Ein schwüles Aufatmen. »Pepperl –«

»Was, Schatzl?«

»Neulich hat er mich busseln wollen. Da hab ich ihm eine runterliniert.«

»Geh? Is wahr?« Dieses Bekenntnis rührte ihr; sie hätte ihm ihre Liebe nicht besser beweisen können als durch das »Zähntweh« des Kammerdieners. »So a guts Madl, wie du bist! So was gibt's nimmer auf der Welt! Und dös einschichtig Busserl von der andern? Gelt, dös tust mir net verübeln?«

»Aber gwiß net! Wir müssen froh sein, daß 's bloß an einzigs war! Und sie hat's ja dir geben. Da kannst ja du nix dafür.«

Dankbar zog er sie auf seinen Schoß, und nun waren sie wieder schweigsam.

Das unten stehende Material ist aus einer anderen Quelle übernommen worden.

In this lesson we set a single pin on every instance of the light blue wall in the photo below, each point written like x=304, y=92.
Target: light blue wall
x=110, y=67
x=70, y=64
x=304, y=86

Auf dem Heuboden schien der übermütigen Gesellschaft allmählich der Schlaf zu kommen. Nur ein paarmal hörte man noch ein leises Gekicher.

Die beiden auf der Holzbank rührten sich nicht – sie seufzten nur manchmal, heiß und tief.

Kleiner und kleiner wurde das Feuer auf dem Herd. Bevor es in Glut versank, belebte sich knisternd noch eine letzte Flamme und leuchtete rot.

Die Kienfackel an der Wand war schon erloschen; es glostete nur der Stumpf noch ein bißchen, und stille Funken, gleich winzigen Sternchen, fielen von ihm zu Boden.